Ao pretender que as contradições entre produção e troca serão atenuadas pelo fim das crises, a teoria reformista esquece-se de que crises são manifestações orgânicas inseparáveis do conjunto da economia capitalista. É, "sobretudo, a ausência de desordens no desenvolvimento da produção capitalista que contém em si perigos mais graves que as próprias crises. É a constante baixa da taxa de lucro, resultante não da contradição entre a produção e a troca mas do aumento da produtividade do trabalho, que ameaça tornar impossível a produção aos pequenos e médios capitais, arriscando-se a limitar, dessa maneira, a criação de novos investimentos, a travar a sua expansão. As crises, outra consequência do mesmo processo, têm precisamente por efeito, ao depreciarem periodicamente o capital, a redução do preço dos meios de produção e, paralisando uma parte do capital ativo, aumentar o lucro, criando por isso mesmo condições para novos investimentos e uma nova extensão da produção. Surgem como um meio de incentivar o desenvolvimento capitalista. Se param (não em determinados momentos, quando o mercado mundial se desenvolve, mas se deixam de existir de fato) , a sua desaparição, em vez de favorecer o impulso da economia capitalista, como pensa Bernstein, provocaria, pelo contrário, o seu afundamento. Com a rigidez mecânica que caracteriza toda a sua teoria, Bernstein esquece, ao mesmo tempo, a necessidade das crises e da periodicidade de novos investimentos de pequenos e médios capitais. Por isso o permanente renascer dos pequenos capitais parece-lhe um sinal de paragem do desenvolvimento capitalista e não, como é o caso, do desenvolvimento normal do capitalismo".

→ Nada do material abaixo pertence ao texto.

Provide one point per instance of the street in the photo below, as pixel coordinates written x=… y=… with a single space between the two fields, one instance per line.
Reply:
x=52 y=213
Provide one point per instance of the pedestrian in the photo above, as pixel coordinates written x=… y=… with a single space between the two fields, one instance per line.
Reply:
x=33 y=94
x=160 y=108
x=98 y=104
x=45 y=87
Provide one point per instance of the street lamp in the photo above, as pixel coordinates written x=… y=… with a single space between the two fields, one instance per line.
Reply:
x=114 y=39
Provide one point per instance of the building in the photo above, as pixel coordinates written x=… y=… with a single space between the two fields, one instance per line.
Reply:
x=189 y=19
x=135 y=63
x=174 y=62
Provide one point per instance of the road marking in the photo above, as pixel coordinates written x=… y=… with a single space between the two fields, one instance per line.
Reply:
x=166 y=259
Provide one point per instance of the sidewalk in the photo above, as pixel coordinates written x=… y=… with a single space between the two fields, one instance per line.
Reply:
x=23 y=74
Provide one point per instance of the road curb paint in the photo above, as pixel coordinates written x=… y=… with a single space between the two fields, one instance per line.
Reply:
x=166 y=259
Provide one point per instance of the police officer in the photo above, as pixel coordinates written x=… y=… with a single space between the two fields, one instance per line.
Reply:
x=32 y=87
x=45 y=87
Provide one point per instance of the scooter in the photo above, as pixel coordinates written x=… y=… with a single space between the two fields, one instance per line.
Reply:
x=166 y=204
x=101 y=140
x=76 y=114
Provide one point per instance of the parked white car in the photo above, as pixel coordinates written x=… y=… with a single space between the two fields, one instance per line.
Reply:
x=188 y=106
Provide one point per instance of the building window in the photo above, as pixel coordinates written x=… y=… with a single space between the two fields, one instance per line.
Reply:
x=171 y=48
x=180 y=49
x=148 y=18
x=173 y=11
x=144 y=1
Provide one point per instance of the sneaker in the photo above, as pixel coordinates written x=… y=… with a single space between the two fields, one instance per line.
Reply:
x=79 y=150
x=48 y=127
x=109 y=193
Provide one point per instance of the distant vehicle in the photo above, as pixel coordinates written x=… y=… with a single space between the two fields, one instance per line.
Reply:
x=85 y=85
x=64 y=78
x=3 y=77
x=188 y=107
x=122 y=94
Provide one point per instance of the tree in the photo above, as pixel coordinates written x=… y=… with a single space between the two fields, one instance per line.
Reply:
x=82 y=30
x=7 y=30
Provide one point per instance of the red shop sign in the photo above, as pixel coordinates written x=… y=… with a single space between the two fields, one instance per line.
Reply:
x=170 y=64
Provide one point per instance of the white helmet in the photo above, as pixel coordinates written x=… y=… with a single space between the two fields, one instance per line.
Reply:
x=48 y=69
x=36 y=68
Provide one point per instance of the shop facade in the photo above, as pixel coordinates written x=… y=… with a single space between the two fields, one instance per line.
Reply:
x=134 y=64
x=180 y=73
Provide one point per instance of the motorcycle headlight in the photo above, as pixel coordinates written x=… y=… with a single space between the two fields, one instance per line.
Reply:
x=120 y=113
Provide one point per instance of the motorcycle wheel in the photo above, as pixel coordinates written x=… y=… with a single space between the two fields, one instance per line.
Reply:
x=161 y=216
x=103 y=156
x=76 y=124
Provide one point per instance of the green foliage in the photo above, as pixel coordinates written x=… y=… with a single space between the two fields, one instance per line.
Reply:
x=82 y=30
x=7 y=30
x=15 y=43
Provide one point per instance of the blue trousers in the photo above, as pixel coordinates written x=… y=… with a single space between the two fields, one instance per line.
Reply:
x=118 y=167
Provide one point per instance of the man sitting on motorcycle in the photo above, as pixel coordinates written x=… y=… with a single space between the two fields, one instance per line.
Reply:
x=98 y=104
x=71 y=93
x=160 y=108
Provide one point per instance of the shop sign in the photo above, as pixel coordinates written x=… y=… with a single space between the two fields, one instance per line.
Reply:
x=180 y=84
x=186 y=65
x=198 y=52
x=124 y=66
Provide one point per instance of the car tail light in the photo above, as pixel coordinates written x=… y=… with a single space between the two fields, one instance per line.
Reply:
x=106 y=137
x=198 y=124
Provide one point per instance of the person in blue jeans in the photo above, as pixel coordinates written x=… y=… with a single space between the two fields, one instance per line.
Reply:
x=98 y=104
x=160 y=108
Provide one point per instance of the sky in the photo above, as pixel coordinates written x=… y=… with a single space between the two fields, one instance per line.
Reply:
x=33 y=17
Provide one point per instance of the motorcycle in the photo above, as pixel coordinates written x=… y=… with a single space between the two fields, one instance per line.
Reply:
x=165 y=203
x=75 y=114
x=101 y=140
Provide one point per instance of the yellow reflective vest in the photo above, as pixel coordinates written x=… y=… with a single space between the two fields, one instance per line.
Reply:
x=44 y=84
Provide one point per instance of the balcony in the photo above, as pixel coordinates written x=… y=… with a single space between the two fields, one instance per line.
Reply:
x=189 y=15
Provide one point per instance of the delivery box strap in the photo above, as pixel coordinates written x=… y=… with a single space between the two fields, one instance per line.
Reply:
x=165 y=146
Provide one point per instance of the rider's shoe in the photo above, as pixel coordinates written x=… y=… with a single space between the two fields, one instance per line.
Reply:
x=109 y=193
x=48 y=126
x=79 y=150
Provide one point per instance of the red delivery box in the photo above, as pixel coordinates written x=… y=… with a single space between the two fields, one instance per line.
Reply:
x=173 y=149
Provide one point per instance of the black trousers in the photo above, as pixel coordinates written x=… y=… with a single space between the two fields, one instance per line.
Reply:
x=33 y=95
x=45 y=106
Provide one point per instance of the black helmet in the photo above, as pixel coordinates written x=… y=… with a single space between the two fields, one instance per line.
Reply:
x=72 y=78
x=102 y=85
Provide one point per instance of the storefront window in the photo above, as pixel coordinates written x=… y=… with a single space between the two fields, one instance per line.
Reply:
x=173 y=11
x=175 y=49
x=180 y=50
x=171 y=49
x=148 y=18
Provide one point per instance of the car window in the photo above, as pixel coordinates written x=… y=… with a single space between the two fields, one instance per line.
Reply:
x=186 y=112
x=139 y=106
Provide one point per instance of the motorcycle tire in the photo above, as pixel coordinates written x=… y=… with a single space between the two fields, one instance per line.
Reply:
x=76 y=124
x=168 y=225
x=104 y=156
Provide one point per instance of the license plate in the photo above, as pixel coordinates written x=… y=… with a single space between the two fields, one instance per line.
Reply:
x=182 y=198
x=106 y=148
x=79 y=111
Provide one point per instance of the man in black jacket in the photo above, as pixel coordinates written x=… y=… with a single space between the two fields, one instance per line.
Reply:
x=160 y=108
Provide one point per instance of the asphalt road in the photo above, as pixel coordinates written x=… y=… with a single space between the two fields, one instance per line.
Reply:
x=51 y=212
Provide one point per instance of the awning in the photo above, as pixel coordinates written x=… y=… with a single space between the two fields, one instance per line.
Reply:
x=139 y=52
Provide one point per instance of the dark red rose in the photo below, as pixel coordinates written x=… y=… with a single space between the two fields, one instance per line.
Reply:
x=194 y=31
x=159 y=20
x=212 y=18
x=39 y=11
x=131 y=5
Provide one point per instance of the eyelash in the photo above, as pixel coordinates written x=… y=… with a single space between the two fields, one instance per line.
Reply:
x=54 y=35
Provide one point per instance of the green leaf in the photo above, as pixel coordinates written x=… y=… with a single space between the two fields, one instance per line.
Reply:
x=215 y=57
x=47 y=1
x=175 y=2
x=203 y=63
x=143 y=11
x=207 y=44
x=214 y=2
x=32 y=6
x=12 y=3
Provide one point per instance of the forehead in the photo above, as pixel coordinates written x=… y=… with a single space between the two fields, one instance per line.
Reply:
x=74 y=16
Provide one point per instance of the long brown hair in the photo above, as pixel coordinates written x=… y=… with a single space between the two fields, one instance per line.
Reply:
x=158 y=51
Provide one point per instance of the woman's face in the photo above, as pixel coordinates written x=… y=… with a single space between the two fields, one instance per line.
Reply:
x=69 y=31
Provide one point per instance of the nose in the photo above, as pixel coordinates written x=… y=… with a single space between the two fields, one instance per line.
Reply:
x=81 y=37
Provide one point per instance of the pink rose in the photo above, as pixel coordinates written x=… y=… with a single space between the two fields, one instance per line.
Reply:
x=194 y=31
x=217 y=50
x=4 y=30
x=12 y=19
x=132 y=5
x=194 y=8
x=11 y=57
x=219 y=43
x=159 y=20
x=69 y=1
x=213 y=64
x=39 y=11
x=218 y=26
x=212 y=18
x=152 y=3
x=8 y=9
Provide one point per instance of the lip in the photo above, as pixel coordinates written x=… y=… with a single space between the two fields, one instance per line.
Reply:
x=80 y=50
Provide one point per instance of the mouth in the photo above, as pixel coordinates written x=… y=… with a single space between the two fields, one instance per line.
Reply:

A unidade de Bernstein, "é a unidade do regime capitalista voltado à eternidade, a unidade do socialista que renunciou ao objetivo final e vê na sociedade burguesa una e inabalável a última etapa da evolução da humanidade (...). O socialismo de Bernstein tende, já o vimos, a fazer participar os operários na riqueza social, a transformar os pobres em ricos". Mais uma demonstração do seu idealismo.

O fato é que desde que existem sociedades classistas e que a luta de classes constitui o motor essencial da história, a conquista do poder político foi sempre o objetivo de todas as classes ascendentes, assim como ponto de origem e ponto final de todo o período histórico. Isto posto, "a reforma legal e a revolução não são métodos diferentes do progresso histórico que se possam escolher à vontade como se se escolhessem salsichas ou carnes frias para almoçar, mas fatores diferentes da evolução da sociedade classista, que se condicionam e completam reciprocamente, excluindo-se, como, por exemplo, o polo Norte e o polo Sul, a burguesia e o proletariado".

"É inexato e contrário à verdade histórica apresentar-se o trabalho de reforma como uma revolução diluída no tempo, e a revolução como uma reforma condensada. Uma revolução social e uma reforma legal não são elementos que se distingam pela sua duração, mas pelo seu conteúdo; todo o segredo das revoluções históricas, da conquista do poder político, reside precisamente na passagem de simples modificações quantitativas, numa nova qualidade ou, concretizando, na passagem de uma dada forma de sociedade a outra num período histórico. Quem se pronuncie a favor da reforma legal, em vez do encontro do poder político e da revolução social, na realidade não escolhe uma via mais agradável, mais lenta e segura, conduzindo ao mesmo fim; mas tem um objetivo diferente; em vez de procurar edificar uma sociedade nova, contenta-se com modificações sociais da sociedade anterior. Assim, as teses políticas do revisionismo conduzem à mesma conclusão que as suas teorias econômicas. Na essência, não visam realizar o socialismo, mas reformar o capitalismo, não procuram abolir o sistema do salariado, mas dosear ou atenuar a exploração, numa palavra: querem suprimir os abusos do capitalismo, mas não o capitalismo".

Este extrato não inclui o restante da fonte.